Snaps
1 September 2025 

National Bank of Poland preview: time to react to slowing inflation

The MPC wraps up its first post-summer holiday meeting on 3 September, and we expect a 25bp rate cut as policymakers attempt to adjust the monetary stance to lower inflation. As we see inflation sustainably returning to target, we’re still pencilling in another cut later in the year, likely in November

National Bank of Poland governor Adam Glapinski
National Bank of Poland Governor, Adam Glapinski

Slowing inflation should be a crucial argument for a September cut

Following a decline to 2.8% year-on-year in August, headline inflation is now close to the National Bank of Poland (NBP) target and safely within the range acceptable of deviations from the target (2.5%; ±1 percentage point). The drop in CPI inflation over the summer months and the continued downward trend in core inflation are good news for the MPC. Given the decline in inflation toward the target and the relatively high nominal reference rate (5.00%), we expect a decision to ease monetary policy by 25 basis points on Wednesday.

Statements from NBP officials indicate that inflation prospects, and hence the outlook on monetary policy, depend on the state of the business cycle, labour market conditions, energy prices, and fiscal developments. Most of these areas are developing favourably.

Economic growth is solid, but the economy is not overheating and generating additional inflationary pressure. Wage growth slowed to 7.6%YoY in July. Signals from the government and the president suggest a willingness to extend the freeze on household electricity prices into 4Q25.

The only exception to generally easing inflationary risks is fiscal policy, being more expansionary than previously announced (the general government sector deficit is currently estimated at 6.9% of GDP versus the 6.3% of GDP previously expected), and the 2026 budget does not indicate significant tightening (deficit projected at 6.5% of GDP).

We expect NBP Governor Adam Glapinski to highlight this factor during Thursday's press conference. He may signal a more cautious approach to further monetary easing in the coming months.
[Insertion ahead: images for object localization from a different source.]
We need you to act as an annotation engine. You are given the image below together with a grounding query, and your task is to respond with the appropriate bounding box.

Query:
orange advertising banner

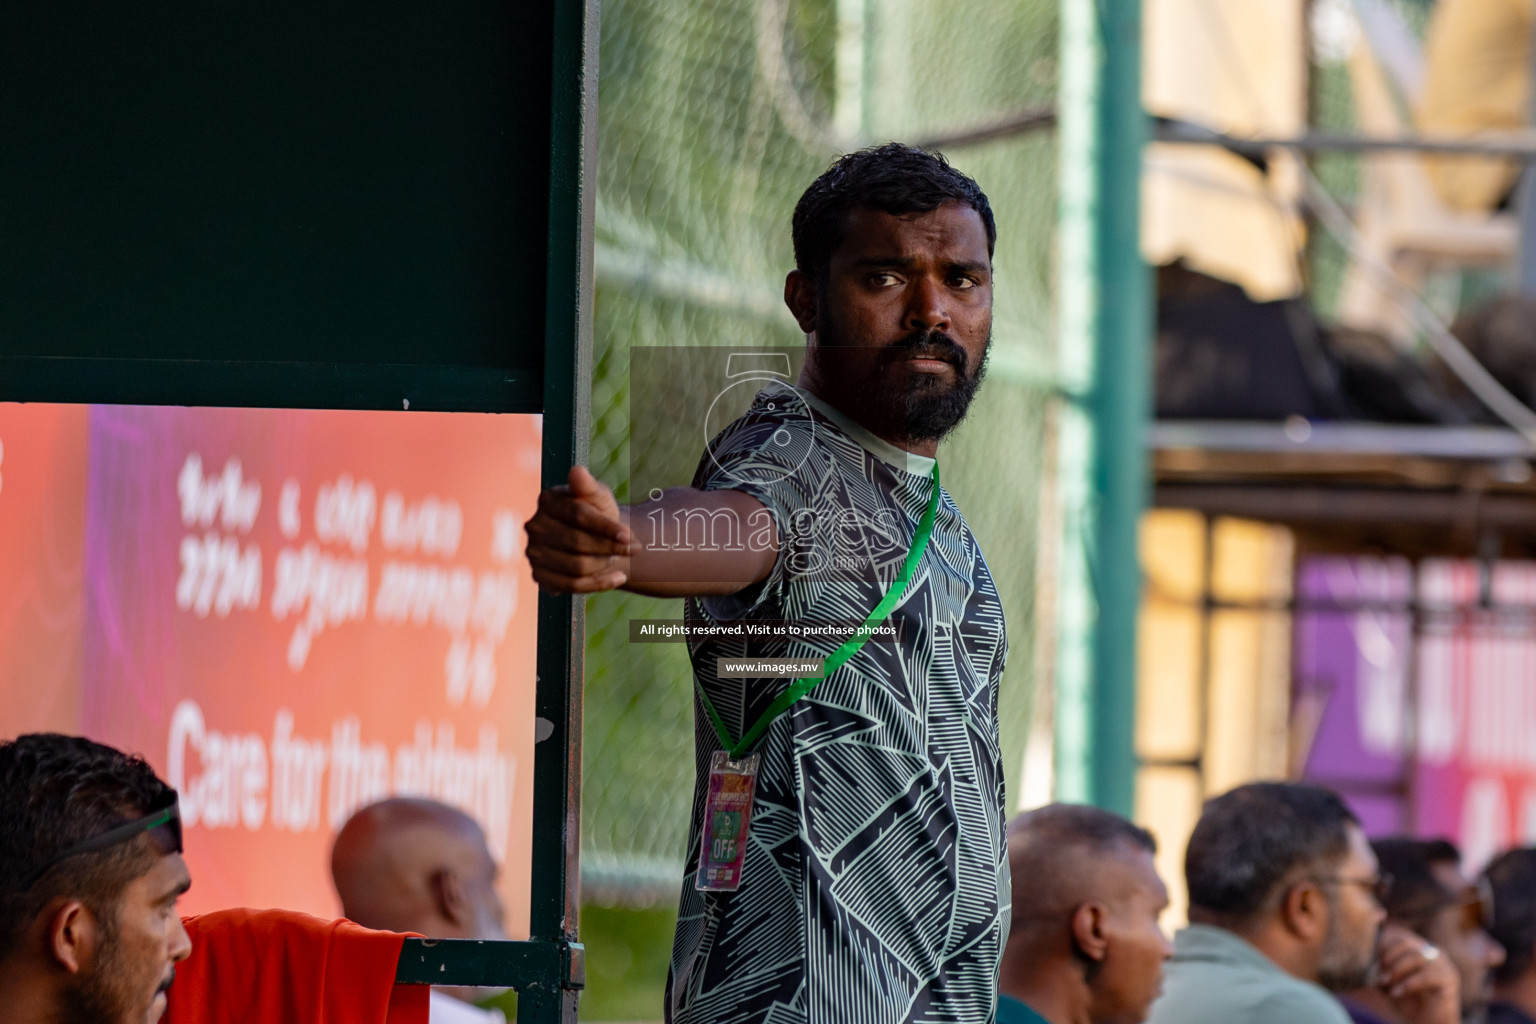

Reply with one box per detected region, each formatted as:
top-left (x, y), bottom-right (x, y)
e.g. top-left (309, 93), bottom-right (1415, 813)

top-left (0, 403), bottom-right (540, 933)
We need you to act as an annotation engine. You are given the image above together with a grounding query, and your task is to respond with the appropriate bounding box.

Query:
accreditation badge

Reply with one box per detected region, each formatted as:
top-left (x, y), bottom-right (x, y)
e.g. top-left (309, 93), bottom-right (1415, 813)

top-left (695, 750), bottom-right (760, 891)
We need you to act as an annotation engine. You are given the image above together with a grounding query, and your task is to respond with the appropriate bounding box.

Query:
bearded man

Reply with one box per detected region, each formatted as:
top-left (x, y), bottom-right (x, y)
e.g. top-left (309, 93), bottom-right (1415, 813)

top-left (0, 732), bottom-right (192, 1024)
top-left (1144, 783), bottom-right (1457, 1024)
top-left (525, 143), bottom-right (1008, 1024)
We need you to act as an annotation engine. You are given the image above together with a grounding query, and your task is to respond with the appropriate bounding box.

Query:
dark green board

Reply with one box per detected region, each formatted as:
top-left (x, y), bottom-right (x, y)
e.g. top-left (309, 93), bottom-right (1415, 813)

top-left (0, 2), bottom-right (597, 1020)
top-left (0, 0), bottom-right (569, 411)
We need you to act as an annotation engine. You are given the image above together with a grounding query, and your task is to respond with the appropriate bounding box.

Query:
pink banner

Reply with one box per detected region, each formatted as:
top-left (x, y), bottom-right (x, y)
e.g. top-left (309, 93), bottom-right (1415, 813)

top-left (1298, 556), bottom-right (1536, 868)
top-left (0, 403), bottom-right (541, 931)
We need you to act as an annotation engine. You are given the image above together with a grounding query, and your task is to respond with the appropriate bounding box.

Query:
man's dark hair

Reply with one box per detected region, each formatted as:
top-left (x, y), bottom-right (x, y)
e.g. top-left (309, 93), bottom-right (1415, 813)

top-left (1371, 837), bottom-right (1461, 925)
top-left (791, 143), bottom-right (996, 282)
top-left (0, 733), bottom-right (176, 960)
top-left (1007, 804), bottom-right (1157, 941)
top-left (1484, 848), bottom-right (1536, 986)
top-left (1185, 782), bottom-right (1359, 922)
top-left (1008, 802), bottom-right (1156, 858)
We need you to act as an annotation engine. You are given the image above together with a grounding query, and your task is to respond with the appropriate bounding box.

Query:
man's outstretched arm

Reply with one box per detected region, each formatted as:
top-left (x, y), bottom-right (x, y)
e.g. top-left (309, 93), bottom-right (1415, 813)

top-left (524, 466), bottom-right (779, 597)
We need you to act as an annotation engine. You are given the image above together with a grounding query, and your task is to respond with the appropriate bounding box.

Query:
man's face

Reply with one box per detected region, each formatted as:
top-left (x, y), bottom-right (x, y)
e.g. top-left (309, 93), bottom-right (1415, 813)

top-left (441, 836), bottom-right (511, 1004)
top-left (61, 853), bottom-right (192, 1024)
top-left (801, 202), bottom-right (993, 447)
top-left (1316, 825), bottom-right (1388, 991)
top-left (469, 846), bottom-right (509, 943)
top-left (1420, 861), bottom-right (1505, 1016)
top-left (1088, 849), bottom-right (1174, 1024)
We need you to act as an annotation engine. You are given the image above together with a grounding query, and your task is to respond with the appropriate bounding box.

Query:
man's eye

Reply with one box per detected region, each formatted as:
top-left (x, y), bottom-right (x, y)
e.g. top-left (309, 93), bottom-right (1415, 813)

top-left (869, 273), bottom-right (899, 287)
top-left (950, 276), bottom-right (976, 290)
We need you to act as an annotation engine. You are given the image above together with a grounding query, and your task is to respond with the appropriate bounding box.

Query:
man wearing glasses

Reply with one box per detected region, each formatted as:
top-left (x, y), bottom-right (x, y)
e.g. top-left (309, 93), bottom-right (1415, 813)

top-left (1145, 783), bottom-right (1459, 1024)
top-left (1340, 838), bottom-right (1504, 1024)
top-left (0, 733), bottom-right (191, 1024)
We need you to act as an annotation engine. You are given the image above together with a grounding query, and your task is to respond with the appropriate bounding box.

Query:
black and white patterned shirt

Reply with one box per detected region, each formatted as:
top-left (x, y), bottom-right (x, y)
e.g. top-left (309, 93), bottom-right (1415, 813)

top-left (666, 380), bottom-right (1010, 1024)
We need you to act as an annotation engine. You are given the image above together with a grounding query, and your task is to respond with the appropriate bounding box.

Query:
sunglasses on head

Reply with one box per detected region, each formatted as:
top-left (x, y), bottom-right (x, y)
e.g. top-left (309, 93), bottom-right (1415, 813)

top-left (15, 790), bottom-right (183, 893)
top-left (1399, 878), bottom-right (1496, 934)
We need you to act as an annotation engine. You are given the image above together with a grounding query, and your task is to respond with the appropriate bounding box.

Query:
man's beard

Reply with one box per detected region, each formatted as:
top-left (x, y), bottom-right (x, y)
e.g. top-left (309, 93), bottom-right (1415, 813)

top-left (58, 914), bottom-right (174, 1024)
top-left (813, 307), bottom-right (990, 446)
top-left (1315, 912), bottom-right (1376, 992)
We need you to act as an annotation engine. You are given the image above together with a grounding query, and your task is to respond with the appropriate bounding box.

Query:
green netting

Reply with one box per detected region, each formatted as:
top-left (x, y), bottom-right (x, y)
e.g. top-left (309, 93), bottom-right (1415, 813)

top-left (582, 0), bottom-right (1061, 904)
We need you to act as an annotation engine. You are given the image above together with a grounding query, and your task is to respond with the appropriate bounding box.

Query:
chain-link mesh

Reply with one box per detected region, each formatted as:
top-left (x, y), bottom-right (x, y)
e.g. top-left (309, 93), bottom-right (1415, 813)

top-left (1307, 0), bottom-right (1474, 323)
top-left (582, 0), bottom-right (1062, 904)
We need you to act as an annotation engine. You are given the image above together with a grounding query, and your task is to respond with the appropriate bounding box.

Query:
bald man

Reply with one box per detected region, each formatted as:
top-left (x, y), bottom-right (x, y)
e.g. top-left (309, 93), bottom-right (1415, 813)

top-left (999, 804), bottom-right (1173, 1024)
top-left (331, 798), bottom-right (508, 1024)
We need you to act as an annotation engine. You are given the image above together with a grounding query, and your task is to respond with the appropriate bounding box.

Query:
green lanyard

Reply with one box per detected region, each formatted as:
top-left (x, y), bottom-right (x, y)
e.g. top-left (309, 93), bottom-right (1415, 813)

top-left (697, 463), bottom-right (941, 759)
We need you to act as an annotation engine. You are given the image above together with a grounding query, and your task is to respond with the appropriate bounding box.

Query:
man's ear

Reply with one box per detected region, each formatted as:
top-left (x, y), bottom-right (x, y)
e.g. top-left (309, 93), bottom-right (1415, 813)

top-left (784, 270), bottom-right (818, 336)
top-left (1070, 902), bottom-right (1111, 964)
top-left (1279, 881), bottom-right (1328, 943)
top-left (430, 869), bottom-right (472, 933)
top-left (47, 900), bottom-right (96, 974)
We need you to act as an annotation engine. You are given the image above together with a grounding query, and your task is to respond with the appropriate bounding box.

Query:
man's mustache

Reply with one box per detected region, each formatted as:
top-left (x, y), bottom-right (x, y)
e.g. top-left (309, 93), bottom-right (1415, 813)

top-left (157, 968), bottom-right (176, 996)
top-left (883, 330), bottom-right (969, 374)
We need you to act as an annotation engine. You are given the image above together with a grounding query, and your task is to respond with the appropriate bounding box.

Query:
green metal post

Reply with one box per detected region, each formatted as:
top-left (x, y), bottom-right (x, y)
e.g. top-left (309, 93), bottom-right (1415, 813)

top-left (523, 0), bottom-right (598, 1021)
top-left (1053, 0), bottom-right (1151, 816)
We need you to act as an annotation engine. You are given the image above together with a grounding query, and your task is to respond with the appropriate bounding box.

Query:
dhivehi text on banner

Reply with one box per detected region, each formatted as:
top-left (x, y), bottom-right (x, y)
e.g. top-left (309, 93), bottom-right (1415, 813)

top-left (0, 403), bottom-right (540, 932)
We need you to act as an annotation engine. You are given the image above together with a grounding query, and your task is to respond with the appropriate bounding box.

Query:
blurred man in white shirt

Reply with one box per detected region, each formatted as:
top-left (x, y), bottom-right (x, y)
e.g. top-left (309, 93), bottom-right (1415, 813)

top-left (332, 798), bottom-right (508, 1024)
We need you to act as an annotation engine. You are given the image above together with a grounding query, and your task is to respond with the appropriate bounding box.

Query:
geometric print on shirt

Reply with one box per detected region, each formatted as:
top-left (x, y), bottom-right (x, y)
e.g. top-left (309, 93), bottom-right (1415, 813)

top-left (666, 381), bottom-right (1010, 1024)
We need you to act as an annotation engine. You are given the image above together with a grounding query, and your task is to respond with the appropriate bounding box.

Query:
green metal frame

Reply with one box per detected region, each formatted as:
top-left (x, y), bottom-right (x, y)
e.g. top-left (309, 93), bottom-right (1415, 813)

top-left (0, 0), bottom-right (599, 1019)
top-left (517, 0), bottom-right (600, 1020)
top-left (397, 937), bottom-right (586, 1008)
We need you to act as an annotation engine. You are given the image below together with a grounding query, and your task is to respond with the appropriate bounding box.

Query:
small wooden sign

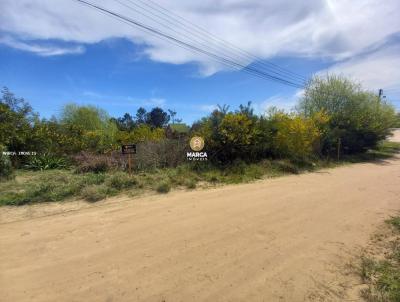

In this context, October may bring a pause in rate cuts, with the next debate likely in November, when the Council reviews the new inflation projection.

According to our forecasts, inflation will remain close to the NBP target in the coming quarters, giving the MPC room to continue monetary policy easing into 2026.

Slower mid-term fiscal consolidation is the biggest threat to loosening monetary policy

We still forecast a 3.5% NBP terminal rate for 2026, but the upside risks are growing. The Ministry of Finance’s projection of a higher general government deficit in 2025, slower fiscal consolidation in the mid-term, and the MPC’s still cautious stance – despite signs of easing inflation and cooling wage pressure – could challenge the baseline.

Still, given our CPI forecasts and expected developments of the nominal NBP rate, the next year's real rate (ex ante) should drop to around 1.5%, i.e. the level last seen at the beginning of 2024 and much above the historical average.